当天穹上的裂缝蔓延到这座偏远小城上空的时候,街巷里的百姓们还没来得及出惊叫。
因为他们已经在那股规则崩溃的余波中昏厥过去。
只有斩妖司内的蒋余扬勉强凭借五品修为撑住了身形,双手死死抓着门框,脸色煞白。
他看到了天上的裂缝。
看到了远处山峦崩塌的景象。
看到了护城阵法在那股不可名状的威压下出悲鸣,表面的符纹逐一暗淡。
“天要……塌了?”
他的声音在抖。
就在这时,一道白色身影毫无征兆地出现在了城北的街角。
面容与陆沉一般无二,但周身萦绕的气机截然不同。
没有星辰幡的浩瀚星辉,没有归寂的幽冥剑意,只有一股沉凝如渊的道门灵力。
一气化三清,第二具道身。
他落在了那座熟悉的街角。
卦摊已经被天地异象震得七零八落,竹签散落一地,那杆写着“铁口直断”的长幡倒伏在碎石堆里。
慎虚子依然坐在原处。
他的坐姿很是悠闲,甚至翘起了二郎腿,浑浊的老眼望着头顶那片正在碎裂的苍穹,嘴里叼着一根不知从哪里摸来的草茎。
“来了?”
慎虚子连头都没转,语气里带着一丝说不清道不明的笑意。
陆沉的道身站在他面前,没有任何寒暄,开口便道,
“请道长出手。

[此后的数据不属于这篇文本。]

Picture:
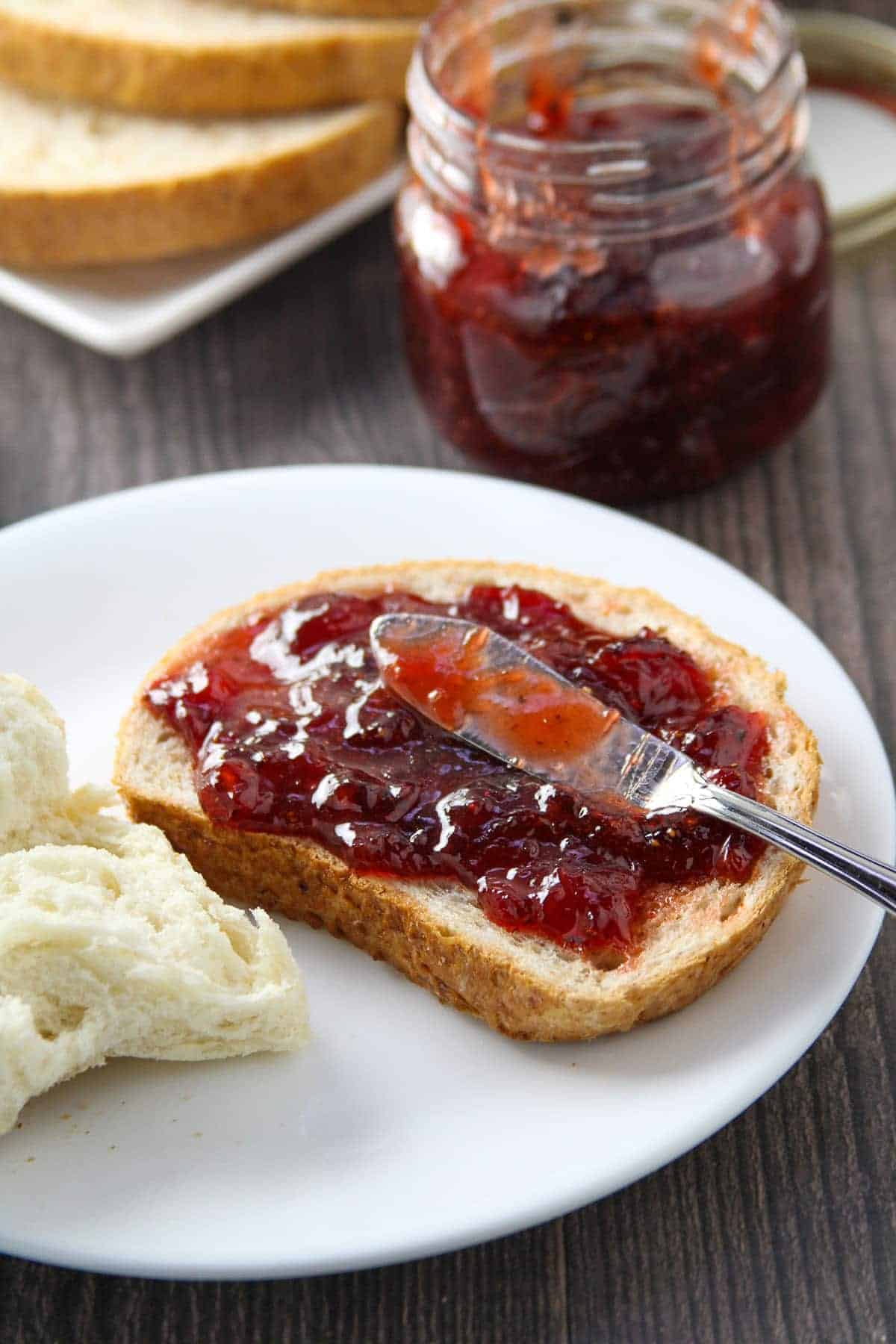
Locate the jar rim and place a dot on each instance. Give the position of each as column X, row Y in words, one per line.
column 615, row 168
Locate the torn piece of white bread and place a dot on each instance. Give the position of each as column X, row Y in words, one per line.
column 111, row 944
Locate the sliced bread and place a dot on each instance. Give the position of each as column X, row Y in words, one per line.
column 354, row 8
column 82, row 186
column 435, row 932
column 199, row 57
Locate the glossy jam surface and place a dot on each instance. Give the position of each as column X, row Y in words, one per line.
column 457, row 675
column 293, row 732
column 621, row 370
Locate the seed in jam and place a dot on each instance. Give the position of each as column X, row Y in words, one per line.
column 293, row 732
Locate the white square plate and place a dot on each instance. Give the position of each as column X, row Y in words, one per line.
column 127, row 309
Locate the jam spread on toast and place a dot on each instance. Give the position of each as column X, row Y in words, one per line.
column 293, row 732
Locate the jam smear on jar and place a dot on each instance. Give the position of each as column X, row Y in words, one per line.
column 293, row 732
column 630, row 342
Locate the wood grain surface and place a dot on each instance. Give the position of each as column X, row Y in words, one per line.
column 783, row 1225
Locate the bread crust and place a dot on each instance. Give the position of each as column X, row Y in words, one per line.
column 435, row 932
column 349, row 62
column 175, row 215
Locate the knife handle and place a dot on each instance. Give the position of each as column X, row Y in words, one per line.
column 871, row 877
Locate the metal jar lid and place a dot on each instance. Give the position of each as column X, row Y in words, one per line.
column 852, row 143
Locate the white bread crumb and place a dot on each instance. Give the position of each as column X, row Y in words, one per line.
column 111, row 944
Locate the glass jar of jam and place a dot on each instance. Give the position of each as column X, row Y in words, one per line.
column 615, row 265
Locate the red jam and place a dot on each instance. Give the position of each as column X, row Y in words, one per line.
column 554, row 346
column 293, row 732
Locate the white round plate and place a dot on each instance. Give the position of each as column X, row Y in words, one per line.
column 405, row 1128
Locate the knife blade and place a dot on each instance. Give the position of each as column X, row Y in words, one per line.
column 503, row 700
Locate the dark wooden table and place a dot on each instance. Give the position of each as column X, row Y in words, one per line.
column 781, row 1228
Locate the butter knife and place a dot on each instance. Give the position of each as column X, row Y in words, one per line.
column 500, row 699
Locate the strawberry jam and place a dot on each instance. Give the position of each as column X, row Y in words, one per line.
column 615, row 275
column 293, row 732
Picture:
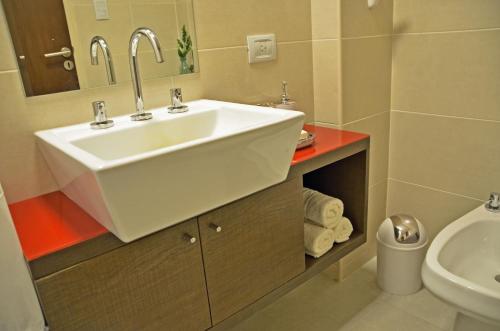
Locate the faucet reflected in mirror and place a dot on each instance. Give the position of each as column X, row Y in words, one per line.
column 100, row 42
column 140, row 114
column 58, row 27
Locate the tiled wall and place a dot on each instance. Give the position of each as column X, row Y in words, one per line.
column 445, row 119
column 222, row 26
column 352, row 90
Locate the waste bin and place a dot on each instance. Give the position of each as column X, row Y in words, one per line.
column 401, row 247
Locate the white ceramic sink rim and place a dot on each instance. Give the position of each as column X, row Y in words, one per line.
column 171, row 168
column 63, row 138
column 436, row 276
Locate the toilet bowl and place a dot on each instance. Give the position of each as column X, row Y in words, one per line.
column 462, row 267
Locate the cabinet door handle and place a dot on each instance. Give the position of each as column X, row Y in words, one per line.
column 215, row 227
column 189, row 238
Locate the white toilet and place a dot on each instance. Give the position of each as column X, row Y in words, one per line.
column 19, row 307
column 462, row 267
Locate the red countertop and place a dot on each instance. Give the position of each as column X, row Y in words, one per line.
column 52, row 222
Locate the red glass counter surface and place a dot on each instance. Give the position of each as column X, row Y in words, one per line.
column 52, row 222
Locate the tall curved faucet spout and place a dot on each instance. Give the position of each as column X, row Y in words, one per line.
column 140, row 115
column 95, row 43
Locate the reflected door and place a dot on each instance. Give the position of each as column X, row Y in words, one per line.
column 42, row 44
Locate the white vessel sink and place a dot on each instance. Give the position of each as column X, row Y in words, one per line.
column 140, row 177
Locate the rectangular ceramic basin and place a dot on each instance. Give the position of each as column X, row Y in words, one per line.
column 140, row 177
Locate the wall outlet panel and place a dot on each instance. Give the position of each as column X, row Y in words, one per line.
column 261, row 48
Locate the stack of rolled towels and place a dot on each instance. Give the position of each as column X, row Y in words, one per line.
column 324, row 223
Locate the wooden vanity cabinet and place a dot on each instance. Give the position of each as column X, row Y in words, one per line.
column 156, row 283
column 252, row 246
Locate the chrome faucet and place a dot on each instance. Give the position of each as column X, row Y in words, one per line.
column 96, row 42
column 140, row 114
column 493, row 204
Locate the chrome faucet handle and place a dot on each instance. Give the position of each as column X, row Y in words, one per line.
column 101, row 118
column 176, row 100
column 493, row 204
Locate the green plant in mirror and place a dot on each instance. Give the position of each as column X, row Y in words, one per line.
column 185, row 48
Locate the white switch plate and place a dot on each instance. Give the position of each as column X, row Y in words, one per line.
column 261, row 48
column 101, row 10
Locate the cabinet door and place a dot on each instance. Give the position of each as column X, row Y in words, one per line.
column 155, row 283
column 252, row 246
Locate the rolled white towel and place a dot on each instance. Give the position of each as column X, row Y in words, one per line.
column 343, row 231
column 317, row 240
column 322, row 209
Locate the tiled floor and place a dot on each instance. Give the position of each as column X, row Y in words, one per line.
column 357, row 303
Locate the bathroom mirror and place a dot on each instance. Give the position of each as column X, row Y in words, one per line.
column 52, row 38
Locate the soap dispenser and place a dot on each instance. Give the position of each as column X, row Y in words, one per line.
column 285, row 102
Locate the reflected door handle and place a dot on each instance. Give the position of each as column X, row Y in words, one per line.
column 215, row 227
column 64, row 52
column 189, row 238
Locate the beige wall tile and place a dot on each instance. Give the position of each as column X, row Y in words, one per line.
column 445, row 15
column 433, row 208
column 451, row 154
column 448, row 73
column 7, row 56
column 225, row 23
column 378, row 128
column 325, row 19
column 358, row 20
column 161, row 18
column 326, row 76
column 376, row 215
column 226, row 75
column 366, row 77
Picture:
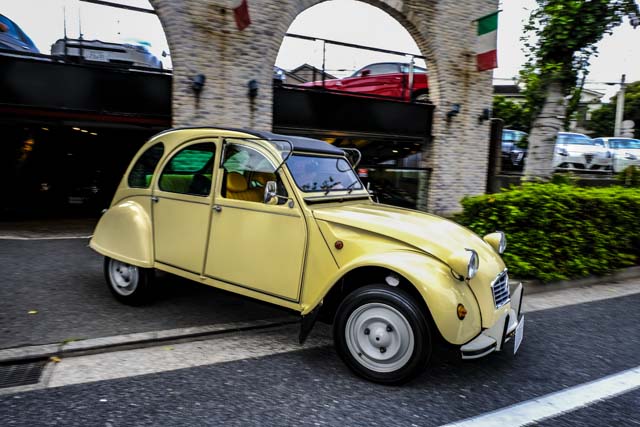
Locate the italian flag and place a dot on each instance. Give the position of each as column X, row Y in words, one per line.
column 486, row 46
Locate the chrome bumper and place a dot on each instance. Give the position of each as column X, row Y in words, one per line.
column 494, row 338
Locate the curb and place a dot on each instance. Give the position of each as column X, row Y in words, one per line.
column 131, row 341
column 536, row 286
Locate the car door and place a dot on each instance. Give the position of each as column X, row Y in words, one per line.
column 378, row 79
column 182, row 206
column 255, row 245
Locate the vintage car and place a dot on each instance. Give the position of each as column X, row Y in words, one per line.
column 392, row 79
column 578, row 152
column 625, row 151
column 286, row 220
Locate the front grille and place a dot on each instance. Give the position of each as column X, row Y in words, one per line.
column 500, row 289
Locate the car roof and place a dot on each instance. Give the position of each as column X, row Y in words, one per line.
column 299, row 143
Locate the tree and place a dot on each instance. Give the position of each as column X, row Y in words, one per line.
column 515, row 115
column 564, row 34
column 602, row 120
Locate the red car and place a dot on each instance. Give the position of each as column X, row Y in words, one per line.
column 384, row 79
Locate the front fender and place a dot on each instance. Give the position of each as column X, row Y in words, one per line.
column 124, row 233
column 433, row 280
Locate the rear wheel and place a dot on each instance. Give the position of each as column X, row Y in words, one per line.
column 128, row 283
column 382, row 335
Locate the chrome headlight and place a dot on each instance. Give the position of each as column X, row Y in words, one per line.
column 465, row 264
column 497, row 240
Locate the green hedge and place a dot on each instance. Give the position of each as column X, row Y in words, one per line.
column 559, row 231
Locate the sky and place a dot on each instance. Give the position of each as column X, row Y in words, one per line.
column 334, row 20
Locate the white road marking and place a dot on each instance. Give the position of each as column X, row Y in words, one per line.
column 557, row 403
column 9, row 237
column 169, row 357
column 581, row 295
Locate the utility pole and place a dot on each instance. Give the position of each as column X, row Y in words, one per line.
column 619, row 108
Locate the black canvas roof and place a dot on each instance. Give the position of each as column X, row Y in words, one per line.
column 301, row 143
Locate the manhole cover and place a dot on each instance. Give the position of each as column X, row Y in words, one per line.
column 17, row 374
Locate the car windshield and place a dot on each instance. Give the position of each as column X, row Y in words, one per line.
column 625, row 143
column 574, row 139
column 315, row 173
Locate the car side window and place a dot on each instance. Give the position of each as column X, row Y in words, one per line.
column 142, row 172
column 379, row 69
column 189, row 171
column 246, row 173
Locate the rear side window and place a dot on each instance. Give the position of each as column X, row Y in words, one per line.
column 189, row 171
column 142, row 172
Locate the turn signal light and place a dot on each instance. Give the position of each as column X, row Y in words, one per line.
column 462, row 312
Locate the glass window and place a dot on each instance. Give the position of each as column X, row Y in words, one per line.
column 246, row 173
column 189, row 171
column 574, row 139
column 312, row 173
column 142, row 171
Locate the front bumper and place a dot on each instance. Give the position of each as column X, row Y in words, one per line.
column 494, row 338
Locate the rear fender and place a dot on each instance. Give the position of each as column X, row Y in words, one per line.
column 124, row 233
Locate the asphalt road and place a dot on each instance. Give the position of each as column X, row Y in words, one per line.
column 563, row 347
column 62, row 281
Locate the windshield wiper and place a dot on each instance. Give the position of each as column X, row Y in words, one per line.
column 350, row 186
column 329, row 187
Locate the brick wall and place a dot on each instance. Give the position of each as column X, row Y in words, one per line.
column 203, row 39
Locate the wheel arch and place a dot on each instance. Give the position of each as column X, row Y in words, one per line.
column 125, row 233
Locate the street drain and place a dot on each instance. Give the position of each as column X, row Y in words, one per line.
column 17, row 374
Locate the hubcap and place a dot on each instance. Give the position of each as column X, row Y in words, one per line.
column 379, row 337
column 124, row 277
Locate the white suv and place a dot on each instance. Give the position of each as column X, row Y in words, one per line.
column 578, row 152
column 102, row 52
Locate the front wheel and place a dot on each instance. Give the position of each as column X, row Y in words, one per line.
column 128, row 283
column 382, row 335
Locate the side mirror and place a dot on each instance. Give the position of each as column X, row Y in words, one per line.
column 271, row 193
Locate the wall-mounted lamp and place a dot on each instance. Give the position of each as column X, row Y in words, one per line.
column 485, row 115
column 455, row 110
column 197, row 83
column 253, row 89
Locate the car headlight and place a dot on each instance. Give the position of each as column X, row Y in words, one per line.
column 465, row 264
column 497, row 240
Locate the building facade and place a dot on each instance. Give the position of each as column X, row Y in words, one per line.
column 204, row 39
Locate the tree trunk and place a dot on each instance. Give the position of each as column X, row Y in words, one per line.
column 542, row 140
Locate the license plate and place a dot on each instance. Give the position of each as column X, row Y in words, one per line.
column 96, row 56
column 519, row 335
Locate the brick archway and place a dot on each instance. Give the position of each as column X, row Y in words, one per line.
column 204, row 40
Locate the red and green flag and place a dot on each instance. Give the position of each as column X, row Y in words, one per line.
column 486, row 45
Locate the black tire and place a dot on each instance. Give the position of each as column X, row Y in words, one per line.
column 357, row 336
column 129, row 284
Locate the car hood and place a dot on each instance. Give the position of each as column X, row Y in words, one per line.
column 434, row 235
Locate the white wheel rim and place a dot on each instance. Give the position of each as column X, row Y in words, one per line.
column 379, row 337
column 124, row 277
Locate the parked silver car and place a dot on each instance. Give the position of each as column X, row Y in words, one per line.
column 106, row 53
column 578, row 152
column 625, row 151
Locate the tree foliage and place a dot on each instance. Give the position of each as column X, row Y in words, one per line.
column 603, row 119
column 565, row 34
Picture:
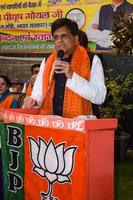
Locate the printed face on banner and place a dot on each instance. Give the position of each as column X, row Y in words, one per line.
column 54, row 163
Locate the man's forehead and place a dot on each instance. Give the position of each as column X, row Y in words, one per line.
column 61, row 30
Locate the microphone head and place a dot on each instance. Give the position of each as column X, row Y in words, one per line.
column 60, row 54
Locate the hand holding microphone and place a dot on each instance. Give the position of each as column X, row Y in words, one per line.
column 62, row 67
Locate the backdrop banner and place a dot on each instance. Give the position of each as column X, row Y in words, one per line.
column 25, row 25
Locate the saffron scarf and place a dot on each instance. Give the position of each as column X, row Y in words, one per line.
column 6, row 103
column 74, row 105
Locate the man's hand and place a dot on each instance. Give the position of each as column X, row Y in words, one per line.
column 62, row 67
column 29, row 102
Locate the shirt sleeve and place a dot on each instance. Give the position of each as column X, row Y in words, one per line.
column 93, row 90
column 37, row 88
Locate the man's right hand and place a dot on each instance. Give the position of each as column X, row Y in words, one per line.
column 29, row 102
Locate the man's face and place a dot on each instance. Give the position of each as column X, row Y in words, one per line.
column 64, row 40
column 35, row 70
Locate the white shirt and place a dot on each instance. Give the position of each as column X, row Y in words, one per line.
column 93, row 90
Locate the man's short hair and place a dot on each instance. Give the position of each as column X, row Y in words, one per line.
column 68, row 23
column 34, row 66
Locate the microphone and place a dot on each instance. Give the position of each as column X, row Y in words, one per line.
column 60, row 54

”
慎虚子终于侧过头来,摘下嘴里的草茎,在手指间转了两圈,
“出什么手?”
“自然是镇压灾劫。”
陆沉道身的声音很是凝重,
“地火风水四象暴乱,九州各地灾劫横生。
天地玄黄玲珑塔的玄黄之气不能被分散,赵师兄的枢纽阵法也无法分出余力。
唯有你的万劫剑道可以将这些灾劫归拢镇压。”
慎虚子没有说话。
他只是看着头顶那些翻涌的灾象,眼中有一种极其复杂的光芒流转。
像是贪婪。
又像是迟疑。
这份沉默持续了三息时间。
慎虚子忽然笑了。
他笑得有些猥琐,有些放浪,又有些理所当然。
“你知道吗?”
他指了指头顶那些灾劫,
“这些灾劫对别人来说是灭世之景。
但对我来说——”
他站起身来,花白的道袍在狂风中猎猎作响。